The column vector `species` consists of iris flowers of three different species: setosa, versicolor, and virginica. The double matrix `meas` consists of four types of measurements on the flowers: the length and width of sepals and petals in centimeters, respectively.

Store the data in a table array.

```t = table(species,meas(:,1),meas(:,2),meas(:,3),meas(:,4),... 'VariableNames',{'species','meas1','meas2','meas3','meas4'}); Meas = dataset([1 2 3 4]','VarNames',{'Measurements'});```

Fit a repeated measures model, where the measurements are the responses and the species is the predictor variable.

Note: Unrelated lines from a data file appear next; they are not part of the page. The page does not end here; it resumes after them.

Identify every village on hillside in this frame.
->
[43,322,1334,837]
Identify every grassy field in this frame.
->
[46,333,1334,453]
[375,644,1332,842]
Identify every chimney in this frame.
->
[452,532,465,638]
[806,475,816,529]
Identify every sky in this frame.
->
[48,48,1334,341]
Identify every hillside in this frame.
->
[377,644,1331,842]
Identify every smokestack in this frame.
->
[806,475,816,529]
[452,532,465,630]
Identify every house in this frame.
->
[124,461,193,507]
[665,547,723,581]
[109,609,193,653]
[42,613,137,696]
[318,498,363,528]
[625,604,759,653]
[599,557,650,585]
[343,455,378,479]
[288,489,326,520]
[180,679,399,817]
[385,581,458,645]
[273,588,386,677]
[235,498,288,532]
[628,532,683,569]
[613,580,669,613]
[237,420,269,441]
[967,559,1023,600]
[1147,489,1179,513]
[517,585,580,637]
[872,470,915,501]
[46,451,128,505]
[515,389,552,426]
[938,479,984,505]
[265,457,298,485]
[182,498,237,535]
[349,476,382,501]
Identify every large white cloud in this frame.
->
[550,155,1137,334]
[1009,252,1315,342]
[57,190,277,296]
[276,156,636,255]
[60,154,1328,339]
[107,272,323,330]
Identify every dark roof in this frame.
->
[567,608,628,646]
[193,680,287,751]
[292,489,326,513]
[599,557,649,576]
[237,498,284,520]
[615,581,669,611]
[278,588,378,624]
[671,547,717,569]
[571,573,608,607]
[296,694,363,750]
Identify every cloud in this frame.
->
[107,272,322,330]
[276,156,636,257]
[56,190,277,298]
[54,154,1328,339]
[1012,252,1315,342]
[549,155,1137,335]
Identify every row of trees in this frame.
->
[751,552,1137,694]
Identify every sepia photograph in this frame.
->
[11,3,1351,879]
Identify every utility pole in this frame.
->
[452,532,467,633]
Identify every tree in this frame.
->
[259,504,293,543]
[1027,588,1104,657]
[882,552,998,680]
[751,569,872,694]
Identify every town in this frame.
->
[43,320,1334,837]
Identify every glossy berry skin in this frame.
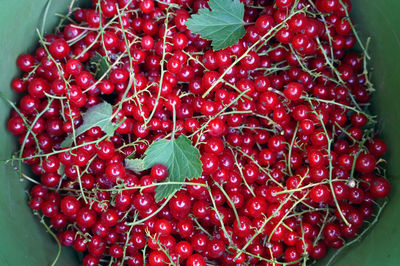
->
[60,196,80,216]
[151,164,168,182]
[7,0,391,266]
[310,185,330,203]
[49,39,70,59]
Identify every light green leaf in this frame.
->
[90,52,110,79]
[143,135,202,202]
[186,0,246,51]
[61,102,116,148]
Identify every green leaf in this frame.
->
[61,102,115,148]
[125,159,144,174]
[89,52,110,79]
[143,135,202,202]
[186,0,246,51]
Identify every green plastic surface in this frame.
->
[0,0,400,266]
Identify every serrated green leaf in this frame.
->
[186,0,246,51]
[143,135,202,202]
[125,159,144,174]
[90,52,110,79]
[61,102,115,148]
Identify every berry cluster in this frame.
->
[8,0,390,265]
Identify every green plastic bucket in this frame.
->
[0,0,400,266]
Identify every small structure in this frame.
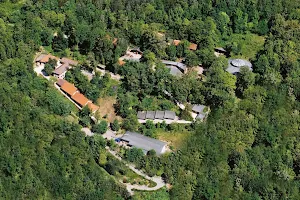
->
[120,131,167,155]
[71,92,92,107]
[192,104,208,121]
[60,81,78,97]
[119,47,143,63]
[53,57,78,79]
[155,110,165,119]
[164,110,176,120]
[146,111,155,120]
[226,59,252,75]
[137,111,146,120]
[189,43,197,51]
[161,60,187,76]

`rm = fitrm(t,'meas1-meas4~species','WithinDesign',Meas);`

Perform Mauchly’s test to assess the sphericity assumption.

`mauchly(rm)`
```ans=1×4 table W ChiStat DF pValue _______ _______ __ __________ 0.55814 84.976 5 7.6149e-17 ```

The small $p$-value (in the `pValue` field) indicates that the sphericity, hence the compound symmetry assumption, does not hold. You should use epsilon corrections to compute the $p$-values for a repeated measures anova. You can compute the epsilon corrections using the `epsilon` method and perform the repeated measures anova with the corrected $p$-values using the `ranova` method.